Der Zentralrat der Juden und viele Politiker hatten seine Aussagen kritisiert. Als "zutiefst empörend und völlig inakzeptabel" bezeichnete der Zentralrat der Juden die Äußerungen des AfD-Politikers. Höcke trete das Andenken an die sechs Millionen Juden, die in der NS-Zeit ermordet wurden, mit Füßen. Mit seinen Worten relativiere der AfD-Politiker dieses schwerste und in dem Ausmaß einzigartige Menschheitsverbrechen, erklärte der Zentralratsvorsitzende Josef Schuster.

Auch SPD-Chef und Vizekanzler Sigmar Gabriel äußerte sich entsetzt. Ihm sei es bei der Rede kalt den Rücken heruntergelaufen, schrieb Gabriel auf Facebook. Dass sich die Deutschen ihrer Vergangenheit gestellt hätten, sei Voraussetzung für weltweiten Respekt. "Nie, niemals dürfen wir die Demagogie eines Björn Höcke unwidersprochen lassen."

Kritik kam auch von Seiten der NRW-AfD. Marcus Pretzell, AfD-Landesvorsitzender der AfD und Ehemann von Frauke Petry, warf Höcke parteischädigendes Verhalten vor. Er treibe zum wiederholten Male "kluge und kritische bürgerliche Wähler" zurück in das Lager der Nichtwähler.

Höcke rechtfertigt seine Rede

Höcke jedoch verteidigte seine Aussagen. "Schuldbewusstsein allein kann keine gesunde Identität stiften, sondern nur eine gebrochene", schrieb er. Die Integrationsprobleme in Deutschland resultierten auch aus dieser "gebrochenen Identität".

Die Bombardierung Dresdens im Februar 1945, kurz vor Ende des Zweiten Weltkriegs, hatte Höcke ein "Kriegsverbrechen" genannt. "Mit der Bombardierung wollte man nichts anderes, als uns unsere kollektive Identität zu rauben", sagte Höcke. Man habe die deutschen Wurzeln zerstören wollen, und das sei wegen der "systematischen Umerziehung" nach dem Zweiten Weltkrieg auch fast gelungen. "Deutsche Opfer gab es nicht, es gab nur noch deutsche Täter." Das sagte Höcke, kurz bevor er auf das Holocaust-Mahnmal in Berlin zu sprechen kam.

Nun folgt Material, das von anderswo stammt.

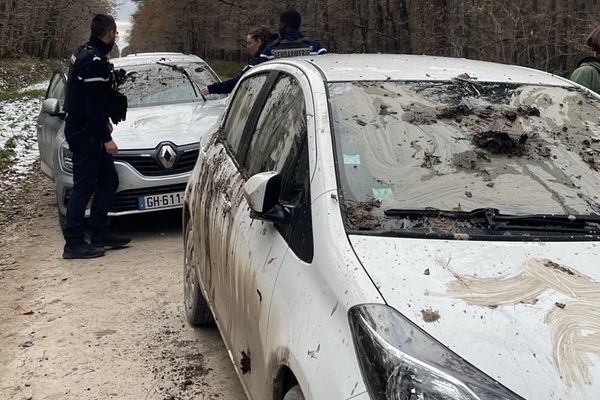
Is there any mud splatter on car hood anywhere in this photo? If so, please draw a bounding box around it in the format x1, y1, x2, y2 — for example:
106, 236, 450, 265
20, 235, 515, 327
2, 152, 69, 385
349, 235, 600, 399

Weiter sagte der AfD-Politiker, bis jetzt sei der deutsche Gemütszustand der "eines total besiegten Volkes". "Anstatt die nachwachsende Generation mit den großen Wohltätern, den bekannten, weltbewegenden Philosophen, den Musikern, den genialen Entdeckern und Erfindern in Berührung zu bringen, von denen wir ja so viele haben,...vielleicht mehr als jedes andere Volk auf dieser Welt..., und anstatt unsere Schüler in den Schulen mit dieser Geschichte in Berührung zu bringen, wird die Geschichte, die deutsche Geschichte, mies und lächerlich gemacht", sagte Höcke. Es gebe keine moralische Pflicht zur "Selbstauflösung". Für seine Aussagen bekam Höcke mehrfach stehenden Beifall.

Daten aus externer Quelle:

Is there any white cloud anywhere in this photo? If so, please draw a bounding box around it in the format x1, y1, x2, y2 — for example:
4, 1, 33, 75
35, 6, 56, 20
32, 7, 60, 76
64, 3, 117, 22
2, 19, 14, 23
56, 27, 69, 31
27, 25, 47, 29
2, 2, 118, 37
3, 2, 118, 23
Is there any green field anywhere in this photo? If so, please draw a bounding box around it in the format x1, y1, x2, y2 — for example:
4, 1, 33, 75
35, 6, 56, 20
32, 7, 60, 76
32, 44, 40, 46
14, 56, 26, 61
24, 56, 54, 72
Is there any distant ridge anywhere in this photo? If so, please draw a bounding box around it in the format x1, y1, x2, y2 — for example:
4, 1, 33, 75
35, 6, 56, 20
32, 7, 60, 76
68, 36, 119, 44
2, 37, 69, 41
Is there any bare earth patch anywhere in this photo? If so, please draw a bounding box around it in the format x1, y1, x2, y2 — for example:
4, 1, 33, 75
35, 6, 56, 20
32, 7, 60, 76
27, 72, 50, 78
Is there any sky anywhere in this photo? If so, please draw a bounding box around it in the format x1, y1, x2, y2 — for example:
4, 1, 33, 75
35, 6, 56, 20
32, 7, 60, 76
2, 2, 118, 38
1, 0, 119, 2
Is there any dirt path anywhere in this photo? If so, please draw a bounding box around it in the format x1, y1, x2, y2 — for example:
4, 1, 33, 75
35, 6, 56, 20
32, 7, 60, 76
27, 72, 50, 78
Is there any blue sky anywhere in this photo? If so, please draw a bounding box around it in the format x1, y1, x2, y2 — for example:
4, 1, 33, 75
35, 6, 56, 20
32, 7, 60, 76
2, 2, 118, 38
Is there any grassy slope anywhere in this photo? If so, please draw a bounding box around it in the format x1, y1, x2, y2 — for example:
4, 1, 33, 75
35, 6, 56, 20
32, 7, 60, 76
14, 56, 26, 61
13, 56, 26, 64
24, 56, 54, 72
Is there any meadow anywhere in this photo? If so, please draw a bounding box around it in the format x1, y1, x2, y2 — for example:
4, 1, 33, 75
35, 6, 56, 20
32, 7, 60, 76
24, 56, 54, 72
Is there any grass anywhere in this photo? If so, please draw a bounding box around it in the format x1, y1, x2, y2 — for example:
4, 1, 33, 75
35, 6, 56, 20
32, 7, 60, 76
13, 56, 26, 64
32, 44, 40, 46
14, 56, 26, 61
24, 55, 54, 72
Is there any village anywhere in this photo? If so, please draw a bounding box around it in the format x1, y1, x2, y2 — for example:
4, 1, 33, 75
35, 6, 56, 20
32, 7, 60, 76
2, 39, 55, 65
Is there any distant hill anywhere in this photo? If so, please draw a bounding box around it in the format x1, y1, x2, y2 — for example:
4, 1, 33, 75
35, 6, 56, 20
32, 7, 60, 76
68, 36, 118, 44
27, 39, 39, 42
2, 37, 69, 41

"Erbärmliche Apparatschiks"

Die Vertreter der etablierten Parteien nannte Höcke "erbärmliche Apparatschiks, die nur ihre Pfründe verteilen wollen". Die Rede des damaligen Bundespräsidenten Richard von Weizsäcker anlässlich des 40. Jahrestags zum Ende des Zweiten Weltkriegs am 8. Mai 1985 sei "gegen das eigene Volk gerichtet" gewesen. Damals sprach Weizsäcker erstmals vom 8. Mai als "Tag der Befreiung".

Die frühere Präsidentin des Zentralrats der Juden in Deutschland, Charlotte Knobloch, sprach von "völkischer Hetze". Mit diesen "rechtsextremen, rassistischen und antisemitischen Thesen und Tiraden" vergifte die AfD die politische Kultur, sagte Knobloch in einem am Mittwoch vorab veröffentlichten Interview mit der "Heilbronner Stimme". Es drohe eine "Rolle rückwärts, eine braune Renaissance ungeahnten Ausmaßes".

Der Linken-Bundestagsabgeordnete Diether Dehm hat gegen den Thüringer AfD-Landesvorsitzenden Björn Höcke wegen dessen Äußerungen zum Holocaustmahnmal Strafanzeige gestellt. Das teilte Dehm am Mittwoch in Berlin mit. Höcke zeige, dass "Geschichtsrevisionisten und rechtsextreme Chauvinisten" bei der AfD ihr neues Zuhause finden sollten, sagte der Linken-Politiker.